Divulgada no dia 9 de setembro de 2021, dois dias depois de movimento convocado pelo presidente Jair Bolsonaro como forma de criar um “evento patriótico” substitutivo às comemorações do Dia da Independência do Brasil, alçado a feriado nacional cívico-militar, criado em 1949, pelo presidente General  Eurico Gaspar Dutra,  a  Declaração à Nação reflete, em seu conteúdo, uma  retratação do presidente perante às Instituições republicanas brasileiras, os Poderes Judiciário e Legislativo, que vêm demonstrando alinhamento em relação à defesa da Constituição Promulgada em 1988.

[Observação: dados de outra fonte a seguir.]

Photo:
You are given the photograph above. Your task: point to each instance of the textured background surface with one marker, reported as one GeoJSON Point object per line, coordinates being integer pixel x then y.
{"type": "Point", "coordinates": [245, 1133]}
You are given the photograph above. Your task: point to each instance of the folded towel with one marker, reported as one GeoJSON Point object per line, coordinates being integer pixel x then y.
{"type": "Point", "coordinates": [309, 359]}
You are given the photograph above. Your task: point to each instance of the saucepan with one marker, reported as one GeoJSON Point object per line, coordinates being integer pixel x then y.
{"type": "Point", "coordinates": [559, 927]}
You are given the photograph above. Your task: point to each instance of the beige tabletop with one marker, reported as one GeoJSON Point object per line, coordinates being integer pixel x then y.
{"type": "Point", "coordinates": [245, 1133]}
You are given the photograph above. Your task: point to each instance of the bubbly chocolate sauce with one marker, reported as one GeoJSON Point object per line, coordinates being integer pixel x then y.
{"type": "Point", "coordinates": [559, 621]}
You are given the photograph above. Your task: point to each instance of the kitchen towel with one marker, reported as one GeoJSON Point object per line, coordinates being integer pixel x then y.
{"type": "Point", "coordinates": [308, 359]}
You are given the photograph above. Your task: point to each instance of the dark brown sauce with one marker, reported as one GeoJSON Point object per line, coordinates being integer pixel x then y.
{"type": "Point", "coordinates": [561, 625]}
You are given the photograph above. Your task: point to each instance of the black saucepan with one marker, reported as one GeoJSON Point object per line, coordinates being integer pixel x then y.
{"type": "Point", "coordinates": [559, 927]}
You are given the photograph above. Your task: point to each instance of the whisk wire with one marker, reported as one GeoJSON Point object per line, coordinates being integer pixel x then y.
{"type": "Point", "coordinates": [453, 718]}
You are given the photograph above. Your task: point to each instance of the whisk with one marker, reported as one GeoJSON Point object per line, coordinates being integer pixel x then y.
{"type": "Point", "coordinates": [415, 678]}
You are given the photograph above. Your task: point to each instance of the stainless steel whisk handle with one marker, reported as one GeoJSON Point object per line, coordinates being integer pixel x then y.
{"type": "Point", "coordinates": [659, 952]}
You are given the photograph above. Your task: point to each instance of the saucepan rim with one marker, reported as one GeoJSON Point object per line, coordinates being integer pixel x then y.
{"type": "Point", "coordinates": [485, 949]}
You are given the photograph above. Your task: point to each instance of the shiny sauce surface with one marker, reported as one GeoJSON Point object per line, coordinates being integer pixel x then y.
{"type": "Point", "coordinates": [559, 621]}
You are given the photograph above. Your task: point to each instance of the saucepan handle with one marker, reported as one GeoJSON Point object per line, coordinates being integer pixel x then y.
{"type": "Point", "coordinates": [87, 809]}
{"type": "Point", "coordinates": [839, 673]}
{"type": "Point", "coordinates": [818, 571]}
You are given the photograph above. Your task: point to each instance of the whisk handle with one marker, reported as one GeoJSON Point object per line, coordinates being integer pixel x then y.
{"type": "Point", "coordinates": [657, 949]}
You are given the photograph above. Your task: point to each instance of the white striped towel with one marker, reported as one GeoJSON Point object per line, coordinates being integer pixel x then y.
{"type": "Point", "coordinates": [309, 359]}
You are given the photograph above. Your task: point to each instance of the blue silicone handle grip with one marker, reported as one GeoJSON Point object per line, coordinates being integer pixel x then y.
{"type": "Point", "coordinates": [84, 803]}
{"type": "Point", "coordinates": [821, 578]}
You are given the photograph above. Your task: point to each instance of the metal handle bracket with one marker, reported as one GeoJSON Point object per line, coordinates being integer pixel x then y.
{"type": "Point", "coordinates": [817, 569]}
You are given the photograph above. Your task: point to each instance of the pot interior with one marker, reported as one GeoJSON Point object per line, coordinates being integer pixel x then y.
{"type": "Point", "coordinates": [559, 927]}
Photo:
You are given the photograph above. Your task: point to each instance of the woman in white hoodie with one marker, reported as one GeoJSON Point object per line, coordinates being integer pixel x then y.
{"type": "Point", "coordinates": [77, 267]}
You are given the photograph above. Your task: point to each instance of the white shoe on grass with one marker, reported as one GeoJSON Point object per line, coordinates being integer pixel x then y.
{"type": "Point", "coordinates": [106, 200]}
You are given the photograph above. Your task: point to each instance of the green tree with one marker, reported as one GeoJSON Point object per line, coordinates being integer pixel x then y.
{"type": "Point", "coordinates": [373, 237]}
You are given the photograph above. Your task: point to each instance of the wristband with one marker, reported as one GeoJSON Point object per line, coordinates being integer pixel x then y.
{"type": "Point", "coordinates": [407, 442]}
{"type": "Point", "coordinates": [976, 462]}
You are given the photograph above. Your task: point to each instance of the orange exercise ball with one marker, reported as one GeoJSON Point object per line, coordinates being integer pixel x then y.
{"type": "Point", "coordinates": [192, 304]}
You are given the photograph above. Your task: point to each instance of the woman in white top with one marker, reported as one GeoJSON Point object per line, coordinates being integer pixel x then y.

No sentido de “reverter” um discurso que frequentemente divulga a seus apoiadores e por estes é reverberado, o atual presidente defende a “harmonia entre os Três Poderes” e o respeito a estas mais altas representações republicanas. Sua retratação demonstra a característica personalista que caracteriza seu governo: “boa parte dessas divergências decorrem de conflitos de entendimento acerca das decisões adotadas pelo Ministro Alexandre de Moraes no âmbito do inquérito das fake news.”

 De acordo com esta Carta, o presidente se apresenta como disposto a se alinhar aos princípios e valores do povo brasileiro, concluindo seu texto com a frase: “DEUS, PÁTRIA, FAMÍLIA”. A frase lema da Ação Integralista Brasileira, criada em 1932, se refere às que teriam sido as últimas palavras do presidente Afonso Penna (1847-1909) e que governou o Brasil de 15 de novembro de 1906 a 14 de junho de 1909, data de sua morte.

Porém, o fato de usar este lema significa que o Presidente se alinha ao Projeto Integralista? Não. No caso Integralista está implícito no lema um projeto de Estado corporativista sob a égide divina.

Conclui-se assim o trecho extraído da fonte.